I have a mate that currently has a mp153 & we have hammered the magpies & rabbits with trap 7s with his & I have coached a guy that shot skeet with a nice wood stocked mp153 too but picking up empties was the biggest hassle with that.

----------


## kotuku

folks had same problem with my escort magnum on clays but -a bloody kind bloke(grant?????)from waihora gunclub put me on to Barry Foster "Fosters stihl shop" blenheim rd Christchurch- .Now Barry imports Hull DTL100&300 trap ammo and boy does my gun love these.I use one as my 1st round with a std clay rd as second -works every time. now that recipe is for the escort &my old bentley pointer. those rds are doing 1400-1600fps ample to cycle the action.
 however just recently i was at H&F tower junction CHCH and picked up some late model trap ammo for pigeons. loaded a full 8rds into the escort and did a trial run -a single jam about the 5th rd into the sequence. jeez i do love a 12g drum roll occasionally and it does wake the boys up!

----------


## upnorth uplander

> Just bringing this thread back. I went in to the store to look at the Baikal Mp155 and almost bought it.
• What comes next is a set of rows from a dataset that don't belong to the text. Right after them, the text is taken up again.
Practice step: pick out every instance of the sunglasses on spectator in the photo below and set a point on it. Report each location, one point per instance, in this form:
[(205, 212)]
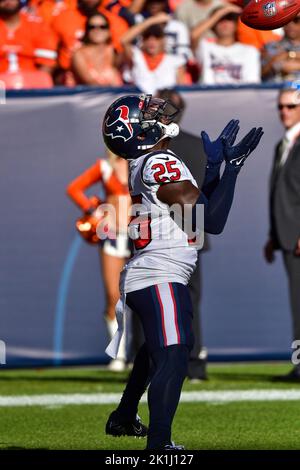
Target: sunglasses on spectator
[(97, 26), (288, 106)]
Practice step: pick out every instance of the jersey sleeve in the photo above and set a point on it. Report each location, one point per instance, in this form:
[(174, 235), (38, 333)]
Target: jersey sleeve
[(164, 168)]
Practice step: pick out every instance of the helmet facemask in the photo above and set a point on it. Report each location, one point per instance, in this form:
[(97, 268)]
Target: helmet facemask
[(156, 112)]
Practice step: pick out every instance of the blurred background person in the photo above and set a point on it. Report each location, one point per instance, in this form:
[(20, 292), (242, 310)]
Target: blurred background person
[(192, 12), (177, 36), (95, 63), (285, 206), (69, 26), (225, 60), (281, 59), (150, 66), (27, 47), (190, 148), (113, 175)]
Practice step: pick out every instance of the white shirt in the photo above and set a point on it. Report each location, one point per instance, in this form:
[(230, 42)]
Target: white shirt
[(164, 254), (288, 142), (234, 64), (178, 39), (163, 76)]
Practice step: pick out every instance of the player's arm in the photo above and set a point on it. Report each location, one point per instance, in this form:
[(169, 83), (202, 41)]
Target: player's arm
[(218, 202)]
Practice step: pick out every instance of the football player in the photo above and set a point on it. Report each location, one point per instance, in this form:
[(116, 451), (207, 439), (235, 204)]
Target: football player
[(154, 282)]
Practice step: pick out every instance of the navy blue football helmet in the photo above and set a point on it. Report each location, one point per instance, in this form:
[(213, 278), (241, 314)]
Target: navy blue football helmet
[(134, 124)]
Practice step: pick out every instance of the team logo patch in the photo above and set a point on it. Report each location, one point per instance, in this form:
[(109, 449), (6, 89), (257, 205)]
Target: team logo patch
[(270, 9), (120, 127)]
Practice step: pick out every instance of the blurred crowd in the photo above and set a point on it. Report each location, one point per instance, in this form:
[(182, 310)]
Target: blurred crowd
[(152, 44)]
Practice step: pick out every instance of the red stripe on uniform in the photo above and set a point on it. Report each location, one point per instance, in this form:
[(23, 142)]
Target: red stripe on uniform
[(162, 315), (175, 312)]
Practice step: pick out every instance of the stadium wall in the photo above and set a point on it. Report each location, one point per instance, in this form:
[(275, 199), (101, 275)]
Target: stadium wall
[(51, 294)]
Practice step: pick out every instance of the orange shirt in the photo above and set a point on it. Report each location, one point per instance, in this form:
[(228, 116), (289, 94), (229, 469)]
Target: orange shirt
[(32, 43), (69, 25), (100, 172), (46, 9), (254, 37)]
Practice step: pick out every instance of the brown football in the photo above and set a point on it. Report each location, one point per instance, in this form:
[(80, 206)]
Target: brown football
[(266, 15)]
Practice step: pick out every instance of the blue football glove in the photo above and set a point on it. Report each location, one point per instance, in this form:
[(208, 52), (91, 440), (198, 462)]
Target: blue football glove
[(236, 155), (215, 149)]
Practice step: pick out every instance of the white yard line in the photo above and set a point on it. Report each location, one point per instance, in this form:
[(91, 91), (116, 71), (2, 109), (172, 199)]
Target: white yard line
[(225, 396)]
Sent them an email and spoke to them in the week and they said it had no problems cycling lighter loads. When it came to it though and I got in there they said don't buy it if you're intending to practice at the range. It's not guaranteed to cycle  28gr or lighter loads. Read a lot of conflicting reviews, some saying it's ok after 100 rounds of at least 32gr etc. @upnorth_uplander do you have one of these? Ever shot clays with it?


i have the MP153 @Dogroll, had no issues with light loads. I would have shot hundreds of 28gram loads with it.

----------


## Dogroll

Well bought it and tried Falcon v3 (28gr, 1350). Wouldn't cycle. The bolt only seemed to get 3/4s of the way back and didn't eject the shell. Bought some Inox and stripped it again and worked the action a few hundred times. Got some heavier cartridges to run through it and then I'll give it another go.

----------


## kawhia

had one years ago, it also jammed on trap loads until I put some heavy loads through it.
I reckon they are good value as a goose gun with the 3.5 inch and gas system, they come in camo now too.
the stock wasn't a great fit for me though and the weight of them was noticeable for a walk round gun.

----------


## Dogroll

The MP155 seems much lighter and as a lefty it's one of the few options out there. Reduced bag limits/season/access etc mean I'd be happy to spend the money on something a bit more upmarket, but the return is uncertain.  :Grin:

----------


## C404

Stick with it Dogroll, burn a few boxes of some heavy loads through it and it should come right!
FWIW I tried changing the gas settings from factory a few times and always ended up going back to the original setting.

----------